Infopalestina-Jakarta : Sikap sebagian besar rakyat Indonesia yang mendukung perjuangan Palestina untuk membebaskan dirinya dari penjajahan Israel, ternyata tidak diiringi oleh kalangan birokratnya. Terbukti mereka diam-diam sudah menjalin kerja sama ekonomi di bidang BBN dengan Israel di Nusa Tenggara Timur.

Padahal, baru saja para wakil bangsa ini menyatakan dukunganya terhadap pemerintahan Palestina pimpinan Ismael Haneya, ketika menerima kunjungan delegasi Palestian untuk Indonesia yang dipimpin oleh Musyir el-Misri kemarin Senin (3/9).

El-Misri mengakhiri kunjunganya di Indonesaia dalam program lawatanya ke nagera-negara Islam di kawasan Asia. Ia diterima ketua MPR Hidayat Nurwahid Ketua DPR Agung Laksono dan sejumlah pejabat lainya.

Dalam pada itu, El-Misri mengucapkan terima kasih atas sikap bangsa Indonesia yang pro terhadap kemerdekaan Palestina dan terus konsisten dalam memperjuangkan kemerdekaan negeri itu dari tangan penjajah Israel.

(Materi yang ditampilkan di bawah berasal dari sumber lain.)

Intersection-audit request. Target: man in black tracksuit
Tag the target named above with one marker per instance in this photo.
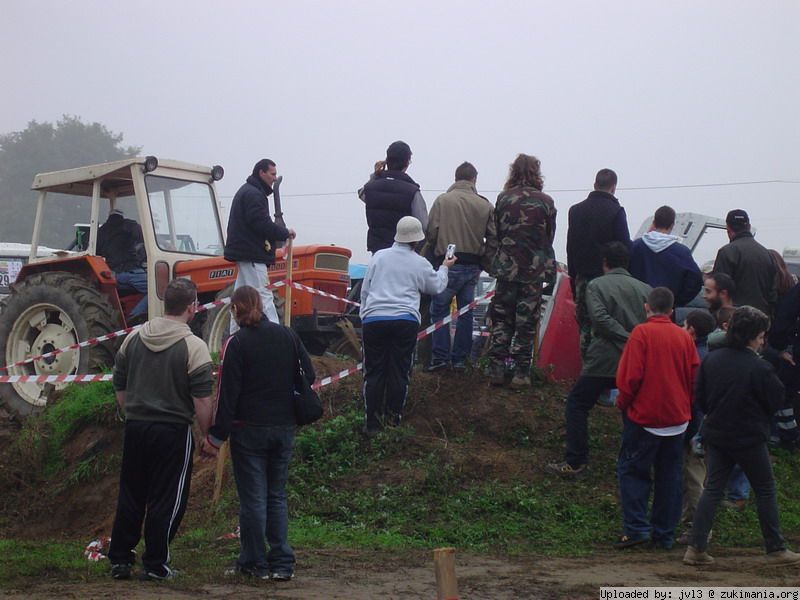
(253, 235)
(162, 377)
(593, 223)
(120, 242)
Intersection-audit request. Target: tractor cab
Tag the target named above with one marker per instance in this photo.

Namun sayang sikap ini tidak diiringi oleh kalangan ekonom dan birokrasi di Indonesia yang ternyata diam-diam mengadakan kerja sama dengan Israel dalam segi Ekonomi.

Seperti dipaparkan Sekretaris Timnas BBN Evita Legowo usai seminar nasional Bahan Bakar Nabati di Hotel Sari Pan Pacific, Jakarta, Senin (3/9/2007) yang mengatakan, Israel sudah menyatakan minatnya untuk proyek-proyek terkait penambahan kapasitas kilang di Indonesia baik dengan modifikasi kilang yang ada atau membangun kilang baru.
Saat ini, ungkap Evita, industri hilir migas di Indonesia memang sudah lebih bebas dimasuki investor swasta. Meskipun demikian, kemungkinan Israel tetap akan menggandeng partner lokal.
Terkait pengembangan BBN, Israel sudah mulai mengembangkan jarak pagar di NusaTenggaraTimur. Proyek yang dikembangkan Israel ini mencakup sisi hulu sampai hilir, artinya akan mengembangkan pohon jarak dari penanaman sampai pengolahan, ungkap Evita lebih gamblang.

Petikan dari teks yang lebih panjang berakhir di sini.